“No problem!” My Ethiopian colleague smiled encouragingly. He had just welcomed me to the medical centre of Gondar University, in the north of Ethiopia, where I was to give a training. Then he showed me the computer room I was expected to use. I looked at the dodgy PCs and felt slightly concerned. The training’s e-learning tools were developed in the UK with the best intentions but not quite the same system requirements as in Africa. “What if we get a blackout?” I asked him. “We have a generator,” my colleague replied. “No problem!”
I work for the Geneva Foundation for Medical Education and Research, a non-profit organization focusing on sexual and reproductive health. My colleagues and I provide health professionals in developing countries with trainings and help them conduct and publish their research. We often work together with other organizations and institutions. In Ethiopia, I represented my NGO as well as Oxford University. I was expected to gather health professionals, facilitate a digital training on a certain complication of pregnancy and reward the participants with a certificate.
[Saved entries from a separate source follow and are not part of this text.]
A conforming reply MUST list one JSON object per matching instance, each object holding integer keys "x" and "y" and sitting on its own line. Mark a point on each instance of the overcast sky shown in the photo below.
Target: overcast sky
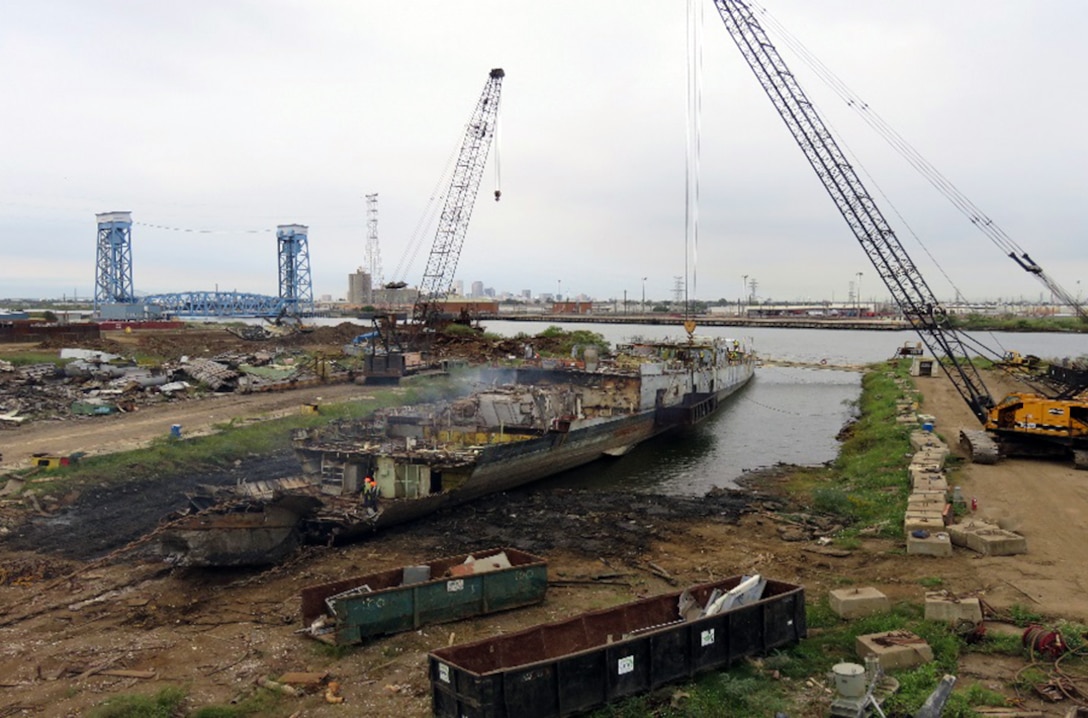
{"x": 237, "y": 115}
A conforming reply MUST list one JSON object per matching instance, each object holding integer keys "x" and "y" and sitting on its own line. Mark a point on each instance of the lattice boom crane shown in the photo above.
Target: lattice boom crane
{"x": 1024, "y": 422}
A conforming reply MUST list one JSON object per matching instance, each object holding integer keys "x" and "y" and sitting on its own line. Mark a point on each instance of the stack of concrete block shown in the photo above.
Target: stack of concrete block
{"x": 927, "y": 505}
{"x": 947, "y": 607}
{"x": 894, "y": 650}
{"x": 987, "y": 539}
{"x": 857, "y": 602}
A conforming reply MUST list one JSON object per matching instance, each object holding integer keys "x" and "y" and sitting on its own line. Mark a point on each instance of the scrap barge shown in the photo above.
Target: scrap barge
{"x": 530, "y": 422}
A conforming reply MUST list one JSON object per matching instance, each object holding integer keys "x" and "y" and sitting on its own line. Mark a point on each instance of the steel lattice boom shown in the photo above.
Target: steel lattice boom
{"x": 884, "y": 248}
{"x": 460, "y": 197}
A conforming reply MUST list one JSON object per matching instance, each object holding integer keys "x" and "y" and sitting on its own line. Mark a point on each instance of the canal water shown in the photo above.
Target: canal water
{"x": 783, "y": 416}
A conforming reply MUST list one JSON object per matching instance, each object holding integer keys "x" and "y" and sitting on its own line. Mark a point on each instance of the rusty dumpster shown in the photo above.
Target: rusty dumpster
{"x": 405, "y": 598}
{"x": 572, "y": 666}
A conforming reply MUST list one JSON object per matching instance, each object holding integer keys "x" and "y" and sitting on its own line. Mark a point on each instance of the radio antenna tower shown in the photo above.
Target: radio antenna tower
{"x": 373, "y": 258}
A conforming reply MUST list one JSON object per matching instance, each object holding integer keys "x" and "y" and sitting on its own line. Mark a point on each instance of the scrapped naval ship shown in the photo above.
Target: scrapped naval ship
{"x": 524, "y": 423}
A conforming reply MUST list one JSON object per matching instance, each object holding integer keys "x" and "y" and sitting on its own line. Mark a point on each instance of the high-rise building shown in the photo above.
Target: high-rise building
{"x": 359, "y": 289}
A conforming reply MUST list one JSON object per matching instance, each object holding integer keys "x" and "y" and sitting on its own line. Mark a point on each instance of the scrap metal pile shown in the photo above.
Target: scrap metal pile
{"x": 90, "y": 383}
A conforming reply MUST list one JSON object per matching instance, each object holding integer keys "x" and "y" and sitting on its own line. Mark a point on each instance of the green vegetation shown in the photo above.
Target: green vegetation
{"x": 561, "y": 343}
{"x": 1012, "y": 323}
{"x": 164, "y": 704}
{"x": 234, "y": 441}
{"x": 865, "y": 487}
{"x": 27, "y": 358}
{"x": 170, "y": 703}
{"x": 867, "y": 484}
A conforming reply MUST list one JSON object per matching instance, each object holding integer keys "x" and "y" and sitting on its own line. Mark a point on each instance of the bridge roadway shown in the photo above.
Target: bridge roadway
{"x": 779, "y": 322}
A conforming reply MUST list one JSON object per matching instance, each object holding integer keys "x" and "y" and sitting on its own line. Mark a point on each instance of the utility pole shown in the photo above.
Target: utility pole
{"x": 373, "y": 257}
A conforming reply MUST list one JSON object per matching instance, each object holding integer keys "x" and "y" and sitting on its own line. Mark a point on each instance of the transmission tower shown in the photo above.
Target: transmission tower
{"x": 373, "y": 252}
{"x": 296, "y": 288}
{"x": 113, "y": 268}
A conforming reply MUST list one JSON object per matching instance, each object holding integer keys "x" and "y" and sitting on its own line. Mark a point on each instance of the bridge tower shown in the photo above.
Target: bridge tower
{"x": 296, "y": 287}
{"x": 113, "y": 267}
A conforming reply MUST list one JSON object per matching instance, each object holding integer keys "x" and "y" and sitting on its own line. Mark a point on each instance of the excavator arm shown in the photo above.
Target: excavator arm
{"x": 870, "y": 228}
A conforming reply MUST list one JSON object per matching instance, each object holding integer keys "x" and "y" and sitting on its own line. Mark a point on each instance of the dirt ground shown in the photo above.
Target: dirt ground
{"x": 66, "y": 619}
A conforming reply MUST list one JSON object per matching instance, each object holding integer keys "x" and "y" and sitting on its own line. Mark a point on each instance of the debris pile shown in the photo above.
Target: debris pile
{"x": 88, "y": 383}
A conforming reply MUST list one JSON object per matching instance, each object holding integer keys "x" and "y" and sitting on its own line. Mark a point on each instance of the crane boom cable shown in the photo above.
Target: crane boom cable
{"x": 459, "y": 200}
{"x": 869, "y": 227}
{"x": 693, "y": 138}
{"x": 435, "y": 199}
{"x": 930, "y": 173}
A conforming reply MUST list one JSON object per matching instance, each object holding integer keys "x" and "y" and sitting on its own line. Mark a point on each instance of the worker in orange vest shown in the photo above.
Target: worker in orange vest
{"x": 370, "y": 494}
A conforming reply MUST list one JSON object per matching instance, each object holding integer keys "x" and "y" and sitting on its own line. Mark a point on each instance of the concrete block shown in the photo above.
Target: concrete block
{"x": 931, "y": 454}
{"x": 894, "y": 650}
{"x": 920, "y": 440}
{"x": 931, "y": 521}
{"x": 938, "y": 483}
{"x": 987, "y": 539}
{"x": 935, "y": 544}
{"x": 927, "y": 502}
{"x": 924, "y": 471}
{"x": 854, "y": 603}
{"x": 942, "y": 606}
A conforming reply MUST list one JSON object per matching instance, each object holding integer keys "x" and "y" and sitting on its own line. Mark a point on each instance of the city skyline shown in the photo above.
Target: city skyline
{"x": 220, "y": 134}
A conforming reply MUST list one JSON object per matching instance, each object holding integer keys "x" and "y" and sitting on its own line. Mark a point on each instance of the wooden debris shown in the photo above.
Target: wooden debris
{"x": 827, "y": 551}
{"x": 97, "y": 668}
{"x": 128, "y": 672}
{"x": 662, "y": 573}
{"x": 304, "y": 678}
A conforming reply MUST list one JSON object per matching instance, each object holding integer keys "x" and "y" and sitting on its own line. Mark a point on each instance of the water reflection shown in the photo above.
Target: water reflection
{"x": 782, "y": 416}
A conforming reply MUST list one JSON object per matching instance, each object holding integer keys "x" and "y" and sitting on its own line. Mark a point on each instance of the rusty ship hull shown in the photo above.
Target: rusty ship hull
{"x": 532, "y": 422}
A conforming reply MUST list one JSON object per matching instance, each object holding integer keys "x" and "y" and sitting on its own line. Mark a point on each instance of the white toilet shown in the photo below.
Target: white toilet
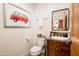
{"x": 37, "y": 49}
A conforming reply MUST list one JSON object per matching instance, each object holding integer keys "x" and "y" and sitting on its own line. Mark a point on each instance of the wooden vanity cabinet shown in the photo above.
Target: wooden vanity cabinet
{"x": 58, "y": 48}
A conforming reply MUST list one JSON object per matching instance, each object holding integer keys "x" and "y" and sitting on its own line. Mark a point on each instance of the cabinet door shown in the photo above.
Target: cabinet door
{"x": 50, "y": 51}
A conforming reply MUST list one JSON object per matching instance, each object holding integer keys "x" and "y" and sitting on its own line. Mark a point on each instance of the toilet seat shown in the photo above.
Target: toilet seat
{"x": 36, "y": 50}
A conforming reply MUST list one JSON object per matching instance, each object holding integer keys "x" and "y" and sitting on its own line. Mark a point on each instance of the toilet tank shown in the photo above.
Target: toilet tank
{"x": 40, "y": 42}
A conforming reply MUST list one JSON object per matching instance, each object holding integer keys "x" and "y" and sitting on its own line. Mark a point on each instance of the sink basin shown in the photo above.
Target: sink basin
{"x": 59, "y": 38}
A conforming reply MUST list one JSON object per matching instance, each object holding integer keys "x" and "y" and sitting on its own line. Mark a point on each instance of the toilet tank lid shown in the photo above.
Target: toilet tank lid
{"x": 40, "y": 38}
{"x": 35, "y": 48}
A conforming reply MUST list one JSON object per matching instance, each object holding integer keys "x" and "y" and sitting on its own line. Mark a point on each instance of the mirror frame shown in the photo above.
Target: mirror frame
{"x": 68, "y": 19}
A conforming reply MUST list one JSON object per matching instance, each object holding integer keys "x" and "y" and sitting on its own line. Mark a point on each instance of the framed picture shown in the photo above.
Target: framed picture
{"x": 60, "y": 20}
{"x": 16, "y": 17}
There proved to be a few challenges. More people showed up than had inscribed for the trainings so there were not enough PCs available. Internet slowed down or halted completely. Plan B was to hand out CDs with the course material. But many computers lacked the software required for the training’s complicated graphs. Or the CD was not compatible with the brand-new Macintosh computers that had been donated by a well-wisher. Or passwords to allow updates were missing. Wireless keyboards and mice that didn’t match proved another problem. During my visit to Ethiopia, I became accustomed to running around in hot, stuffy computer rooms, explaining the course here, pointing out the proper side of a CD there and updating software everywhere. As soon as I had everything up and running, a blackout would mess things up. And generators never worked.
After the last training I sank to the floor. My Ethiopian colleague stooped over me. “That went really well,” he said casually. I nodded, panting and wiping the sweat of my brow. He shook his head. “Crazy Dutch girl.”